Letters to a young poet

Literary Review, Summer, 1995 by Dalton Trevisan, Alexis Levitin

"Fleur-de-lis, if I'm not mistaken?"

She had asked for an interview and, in my sweetest voice, I had agreed to read her poems.

"You can't imagine, sir, how moved I am."

"Don't call me sir."

Nestled in the shadows, a red cardigan over her shoulders. Between the sweet vermouth and the whiskey, the voluminous notebook of poetry, a florid sticker on the cover.

"What I wouldn't give to be a poet."

Anything to be talented: ugly little thing, with neither charm nor ability, age uncertain.

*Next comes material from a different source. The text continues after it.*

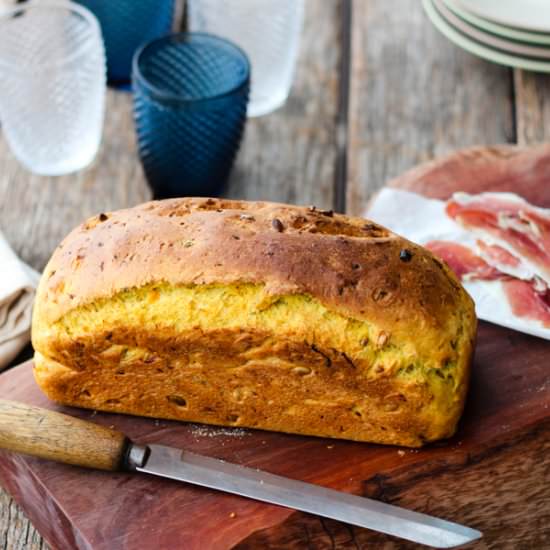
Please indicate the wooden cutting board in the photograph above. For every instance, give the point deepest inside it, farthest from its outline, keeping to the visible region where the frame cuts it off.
(494, 475)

"You remind me of a wren with a broken wing."

A felicitous image; she did not applaud.

"I don't know why I'm trembling . . ."

She lifted towards her pallid smile a cigarette, which I hastened to light: a thin, yellow finger, its nail gnawed to the quick.

"A literary lion, my flower? I've only written two successful sonnets."

"I know your poems by heart."

I didn't thank her, poor me, the famous minor poet who dazzles fat ladies, merry widows, ugly girls.

"Let's see your poems."

I held out my hand for the notebook, which she was protecting. In the confusion, the sweater slipped from her shoulder. . . . Oh, no! The left sleeve empty, fastened with a golden safety pin.

I took two long swigs. She rearranged the sweater:

"You needn't feel sorry for me."

"Forgive the commend about the wren."

"It was an accident. Just a pair of scissors. A little cut in my finger that went bad. Gangrene worked its way up."

Another vermouth for her, another whiskey for me.

"I'm a good typist. With just one hand."

"Turn your suffering into a poem."

"What a beautiful thought!"

"Good old Goethe."

"Now you know why I'm nervous. You were expecting a pretty girl. Look at me: ugly, miserable. Maimed."

She wasn't that ugly or that miserable. Less important than - to me, of course, it made no difference.

"I'm resigned to it. Look at me with pity, contempt, even disgust."

In the darkness, a bunch of black grapes; a bat asleep on a branch.

"Great poetry springs from suffering, isn't that Rilke's lesson?"

She lit one cigarette from another. She gulped down her vermouth. She gnawed at the remaining sliver of nail. She stared at me from deep within her glasses:

"Are you brave enough to make love to a cripple?"

Aren't we all maimed, some in the body, others in the soul? The pompous maker of phrases, cursed idol of the one-armed poetess. Three more whiskeys, three more vermouths, good old Rilke, an entire sonnet by Camoes. But I didn't open the notebook with the florid cover.

Standing up, helping her, with a shiver, to cover her wren's wing, could I have imagined that half an hour later, sobbing on my breast, she would be jabbing me with the stump of her arm, between famished kisses, in the ecstasy of passion?

Translated by Alexis Levitin

Dalton Trevisan, born in Curitiba in 1925, has published some four hundred short stories in about twenty collections since his literary debut in 1959, making him one of Brazil's most prolific writers of short fiction. His stories have been widely translated, individually and in book form. His publications in English include The Vampire of Curitiba and Other Stories (Knopf, 1972), translated by Gregory Rabassa.